- DVD cover
- Directed by: David Hare
- Written by: David Hare
- Produced by: Rick McCallum
- Starring: Bridget Fonda Bruno Ganz Blair Brown
- Cinematography: Andrew Dunn
- Distributed by: Miramax Films
- Release date: 14 May 1989 (Cannes Film Festival);
- Running time: 100 minutes
- Country: United Kingdom
- Language: English
- Box office: $764,794

= Strapless =

1989 film

Strapless is a 1989 film written and directed by David Hare.
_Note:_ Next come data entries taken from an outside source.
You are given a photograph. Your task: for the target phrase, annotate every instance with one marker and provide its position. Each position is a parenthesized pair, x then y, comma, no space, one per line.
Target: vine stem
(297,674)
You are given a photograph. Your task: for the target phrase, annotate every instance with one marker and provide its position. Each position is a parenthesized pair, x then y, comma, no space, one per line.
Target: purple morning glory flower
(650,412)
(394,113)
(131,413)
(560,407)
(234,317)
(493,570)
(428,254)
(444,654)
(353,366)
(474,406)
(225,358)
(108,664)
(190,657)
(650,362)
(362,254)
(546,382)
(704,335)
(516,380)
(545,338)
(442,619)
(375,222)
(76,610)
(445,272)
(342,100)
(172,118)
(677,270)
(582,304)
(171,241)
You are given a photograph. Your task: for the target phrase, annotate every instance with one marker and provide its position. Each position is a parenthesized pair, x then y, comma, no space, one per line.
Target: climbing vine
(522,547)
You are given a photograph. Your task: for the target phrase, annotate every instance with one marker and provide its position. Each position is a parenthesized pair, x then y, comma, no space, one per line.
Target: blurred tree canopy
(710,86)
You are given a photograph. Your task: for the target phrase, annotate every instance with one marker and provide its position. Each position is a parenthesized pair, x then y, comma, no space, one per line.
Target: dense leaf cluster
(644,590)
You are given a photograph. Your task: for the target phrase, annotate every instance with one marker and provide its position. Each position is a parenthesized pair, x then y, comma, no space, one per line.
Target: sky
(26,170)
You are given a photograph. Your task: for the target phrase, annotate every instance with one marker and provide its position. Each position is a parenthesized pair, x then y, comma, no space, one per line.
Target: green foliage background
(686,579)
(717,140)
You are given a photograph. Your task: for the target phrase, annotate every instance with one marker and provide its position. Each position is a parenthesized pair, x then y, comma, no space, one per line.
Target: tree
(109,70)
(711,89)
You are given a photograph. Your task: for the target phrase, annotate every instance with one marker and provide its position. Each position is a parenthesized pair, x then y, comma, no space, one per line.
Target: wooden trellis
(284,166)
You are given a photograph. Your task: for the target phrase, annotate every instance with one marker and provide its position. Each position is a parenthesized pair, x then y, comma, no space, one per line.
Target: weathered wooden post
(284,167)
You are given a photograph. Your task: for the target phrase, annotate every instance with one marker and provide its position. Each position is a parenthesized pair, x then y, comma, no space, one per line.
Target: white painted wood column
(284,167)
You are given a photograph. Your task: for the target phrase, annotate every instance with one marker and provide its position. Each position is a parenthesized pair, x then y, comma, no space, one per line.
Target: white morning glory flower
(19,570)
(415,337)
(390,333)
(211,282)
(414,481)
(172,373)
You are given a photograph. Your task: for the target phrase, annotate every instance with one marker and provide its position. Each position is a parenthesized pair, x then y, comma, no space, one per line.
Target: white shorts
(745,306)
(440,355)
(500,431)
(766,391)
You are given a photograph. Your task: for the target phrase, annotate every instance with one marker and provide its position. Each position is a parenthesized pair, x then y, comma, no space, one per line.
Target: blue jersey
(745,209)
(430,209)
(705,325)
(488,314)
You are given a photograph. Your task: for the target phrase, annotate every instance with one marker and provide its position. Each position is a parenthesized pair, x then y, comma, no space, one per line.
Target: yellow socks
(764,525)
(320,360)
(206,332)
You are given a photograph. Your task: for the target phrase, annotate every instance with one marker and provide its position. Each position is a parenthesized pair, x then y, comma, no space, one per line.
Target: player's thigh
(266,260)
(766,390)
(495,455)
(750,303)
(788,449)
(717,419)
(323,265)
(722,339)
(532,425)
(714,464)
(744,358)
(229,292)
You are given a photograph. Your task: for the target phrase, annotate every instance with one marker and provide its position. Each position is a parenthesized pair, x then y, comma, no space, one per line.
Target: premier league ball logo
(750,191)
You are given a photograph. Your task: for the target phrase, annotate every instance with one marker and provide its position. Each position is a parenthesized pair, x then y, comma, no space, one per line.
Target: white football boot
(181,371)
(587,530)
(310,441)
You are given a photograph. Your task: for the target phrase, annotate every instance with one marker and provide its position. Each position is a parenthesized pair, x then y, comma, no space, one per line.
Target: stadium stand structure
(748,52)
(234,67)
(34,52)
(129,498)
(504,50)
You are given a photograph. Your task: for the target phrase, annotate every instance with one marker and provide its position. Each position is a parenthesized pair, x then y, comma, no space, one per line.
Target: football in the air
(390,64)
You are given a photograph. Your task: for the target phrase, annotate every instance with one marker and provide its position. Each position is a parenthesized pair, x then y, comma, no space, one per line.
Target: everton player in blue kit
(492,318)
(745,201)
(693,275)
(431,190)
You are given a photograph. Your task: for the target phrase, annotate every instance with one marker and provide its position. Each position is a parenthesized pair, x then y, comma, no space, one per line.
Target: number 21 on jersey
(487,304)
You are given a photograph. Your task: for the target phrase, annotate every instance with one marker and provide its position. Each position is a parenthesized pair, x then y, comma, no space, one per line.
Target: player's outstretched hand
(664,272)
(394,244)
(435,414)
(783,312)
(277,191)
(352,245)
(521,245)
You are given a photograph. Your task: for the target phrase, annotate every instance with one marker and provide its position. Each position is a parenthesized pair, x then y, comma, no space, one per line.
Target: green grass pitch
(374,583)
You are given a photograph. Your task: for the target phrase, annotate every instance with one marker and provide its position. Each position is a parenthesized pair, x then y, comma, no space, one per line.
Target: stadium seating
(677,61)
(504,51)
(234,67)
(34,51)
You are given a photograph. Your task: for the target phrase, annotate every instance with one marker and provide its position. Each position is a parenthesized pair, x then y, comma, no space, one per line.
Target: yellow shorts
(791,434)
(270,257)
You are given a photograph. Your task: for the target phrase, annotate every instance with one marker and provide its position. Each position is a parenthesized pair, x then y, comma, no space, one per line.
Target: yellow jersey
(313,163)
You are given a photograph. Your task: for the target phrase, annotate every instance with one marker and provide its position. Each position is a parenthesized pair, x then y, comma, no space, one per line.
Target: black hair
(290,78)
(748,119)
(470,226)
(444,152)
The film starred Blair Brown, Bruno Ganz and Bridget Fonda.

==Plot summary==
An expatriate American doctor in London allows herself to lighten up when her freewheeling younger sister and a mysterious man enter her life. Her inhibitions released, the beautiful doctor learns that freedom has its own price.

==Cast==
- Blair Brown – Dr. Lillian Hempel
- Bruno Ganz – Raymond Forbes
- Bridget Fonda – Amy Hempel
- Alan Howard – Mr. Cooper
- Michael Gough – Douglas Brodie
- Hugh Laurie – Colin
- Dana Gillespie – Julie Kovago
- Spencer Leigh – Hus
- Alexandra Pigg - Helen

==Release==
After the film's May 1990 U.S. theatrical release, it was released on videocassette in the United States by RCA/Columbia and in Canada by Cineplex Odeon. In 2000, the film was released on DVD by Anchor Bay. The DVD has since been discontinued.